Speaking of challenges for the use of IoT, Big Data and other technologies during a crisis like we’re having today, there are some major ones. The key question here is how far we are ready to go to save people’s lives. Our experience clearly demonstrates that applying timely restrictions and tracing social interactions are vital and that’s where technology can help. We were late for the current crisis, but we should be prepared for the next one by using our best technologies for our own protection: To summarize on the technical aspects of a potential solution for each country, these are some blueprints:


  • Building a centralized critical healthcare event management system that uses cloud and Big Data to orchestrate the operation of diverse medical institutions, databases, medical devices, and personal trackers during a crisis. It should be able to go up and running in minutes, not days.
  • Applying AI and neural networks for autonomous event management, including tracing social contacts in real time, predicting further directions of the infection, and calculating effective restriction measures
  • Enabling a flexible data engineering engine that allows rapid setup of custom analytics pipelines and workflows depending on the disease specifics
  • Connecting hospitals to a central system for fast and automated data exchange during critical events
  • Distributing purpose-built IoT wearable devices to the general public or developing similar smartphone applications to be used in certain emergency situations. Wearables have multiple advantages over smartphones because they can be easily worn at all times during a disease outbreak and designed with specific features for guaranteed device-to-cloud and device-to-device communication. Apart from GPS tracking, symptom monitoring, and self-isolation enforcement, another feature can be continuous status monitoring of proximity devices to report if there’s a potential risk traced upon other individuals. You may think of it as a friend-or-foe recognition system using Bluetooth or mobile networks for cross-device communication.
  • Real-time, in-detail information about the spread of the disease, including heat maps on your smartphone and risk-free navigation in public places depending on other people’s movement in real time
  • Similar devices or mandatory quarantine for people entering the country
  • Employing other types of smart devices, including surveillance cameras, portable and mobile scanners, telemedicine devices, etc. to be used if necessary within the centralized critical healthcare event management system.


Alongside strategic adoption of modern technologies, we should effectively address collateral privacy and personal data safety issues. Personal data collection and GPS tracking must be authorized only during the emergency situations, which have to be clearly defined by each country’s legislators. Comprehensive policies should be developed regarding personal data security, limits of use, and post-crisis data cleansing.
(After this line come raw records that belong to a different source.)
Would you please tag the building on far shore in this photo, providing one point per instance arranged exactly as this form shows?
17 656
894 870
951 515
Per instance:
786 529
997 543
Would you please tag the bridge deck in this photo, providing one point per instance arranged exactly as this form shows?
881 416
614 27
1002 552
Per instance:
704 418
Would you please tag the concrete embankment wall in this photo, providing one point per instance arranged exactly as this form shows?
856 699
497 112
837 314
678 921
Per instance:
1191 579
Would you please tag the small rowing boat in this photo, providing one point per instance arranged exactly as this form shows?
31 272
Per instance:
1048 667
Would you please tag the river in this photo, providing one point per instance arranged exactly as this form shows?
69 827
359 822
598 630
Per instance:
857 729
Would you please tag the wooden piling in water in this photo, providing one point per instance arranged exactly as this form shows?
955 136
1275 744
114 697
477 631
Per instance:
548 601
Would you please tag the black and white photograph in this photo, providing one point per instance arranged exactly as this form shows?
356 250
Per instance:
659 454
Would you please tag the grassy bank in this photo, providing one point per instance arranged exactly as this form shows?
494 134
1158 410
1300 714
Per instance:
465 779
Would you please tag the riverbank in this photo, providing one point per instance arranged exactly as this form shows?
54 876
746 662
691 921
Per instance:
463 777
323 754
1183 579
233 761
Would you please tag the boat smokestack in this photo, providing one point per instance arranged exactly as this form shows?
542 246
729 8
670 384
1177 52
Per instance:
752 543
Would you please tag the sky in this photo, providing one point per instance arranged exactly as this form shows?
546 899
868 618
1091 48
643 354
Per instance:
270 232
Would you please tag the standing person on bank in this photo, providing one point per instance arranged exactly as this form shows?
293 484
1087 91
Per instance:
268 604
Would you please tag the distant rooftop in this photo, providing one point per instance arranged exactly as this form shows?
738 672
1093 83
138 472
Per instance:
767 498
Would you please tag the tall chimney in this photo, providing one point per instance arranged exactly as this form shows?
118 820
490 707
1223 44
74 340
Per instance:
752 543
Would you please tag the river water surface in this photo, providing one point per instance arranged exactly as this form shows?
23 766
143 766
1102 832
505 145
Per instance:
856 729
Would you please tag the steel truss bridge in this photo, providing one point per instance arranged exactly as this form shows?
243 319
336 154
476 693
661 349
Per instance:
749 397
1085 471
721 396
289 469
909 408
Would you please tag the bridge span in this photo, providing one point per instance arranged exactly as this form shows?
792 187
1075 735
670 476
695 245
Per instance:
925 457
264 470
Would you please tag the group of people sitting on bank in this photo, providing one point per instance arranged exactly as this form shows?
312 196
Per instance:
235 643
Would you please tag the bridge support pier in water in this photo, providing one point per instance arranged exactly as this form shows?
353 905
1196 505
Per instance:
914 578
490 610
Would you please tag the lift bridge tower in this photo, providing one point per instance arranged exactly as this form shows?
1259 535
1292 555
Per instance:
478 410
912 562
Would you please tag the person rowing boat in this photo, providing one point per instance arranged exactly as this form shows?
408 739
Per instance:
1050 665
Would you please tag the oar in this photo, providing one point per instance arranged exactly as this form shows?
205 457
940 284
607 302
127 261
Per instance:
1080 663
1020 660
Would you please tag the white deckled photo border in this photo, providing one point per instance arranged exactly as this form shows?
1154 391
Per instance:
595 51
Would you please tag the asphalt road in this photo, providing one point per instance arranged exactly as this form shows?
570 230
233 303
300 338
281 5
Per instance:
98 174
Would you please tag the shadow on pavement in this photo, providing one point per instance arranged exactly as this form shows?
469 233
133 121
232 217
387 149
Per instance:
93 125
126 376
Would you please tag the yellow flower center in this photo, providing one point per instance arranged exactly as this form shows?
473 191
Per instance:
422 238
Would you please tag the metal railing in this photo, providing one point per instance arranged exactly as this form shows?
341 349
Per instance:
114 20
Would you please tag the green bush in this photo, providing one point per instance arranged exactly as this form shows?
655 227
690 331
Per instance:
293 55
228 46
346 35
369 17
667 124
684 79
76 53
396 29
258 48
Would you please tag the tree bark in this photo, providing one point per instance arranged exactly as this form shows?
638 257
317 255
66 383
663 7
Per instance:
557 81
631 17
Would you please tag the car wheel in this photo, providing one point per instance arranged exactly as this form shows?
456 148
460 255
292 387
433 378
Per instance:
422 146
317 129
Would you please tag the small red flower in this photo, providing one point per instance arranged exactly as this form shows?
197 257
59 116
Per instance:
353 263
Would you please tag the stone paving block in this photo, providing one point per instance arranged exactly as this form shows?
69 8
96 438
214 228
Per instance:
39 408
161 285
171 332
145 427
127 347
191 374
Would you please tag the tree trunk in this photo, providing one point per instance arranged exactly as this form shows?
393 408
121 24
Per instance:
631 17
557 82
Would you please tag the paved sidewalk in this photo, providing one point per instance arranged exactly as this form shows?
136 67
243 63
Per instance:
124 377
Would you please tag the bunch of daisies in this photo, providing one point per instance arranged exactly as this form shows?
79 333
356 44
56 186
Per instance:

Now as we have to face the repercussions of our underpreparedness, it is important that we learned our lessons from the Covid-19 pandemic. We don’t have to be defenseless against virus outbreaks. By tapping into the power of real-time data collection and analytics enabled by IoT, Big Data, cloud, AI, and other technologies, we can bring order to chaos, however unexpectedly it may strike. As soon as we recover from the current crisis, it will be time for us to revisit our healthcare development programs and utilize technology to save lives, our economies, and our sense of security. If we want to keep our global world thriving and protected from external threats, we have to go on the offensive.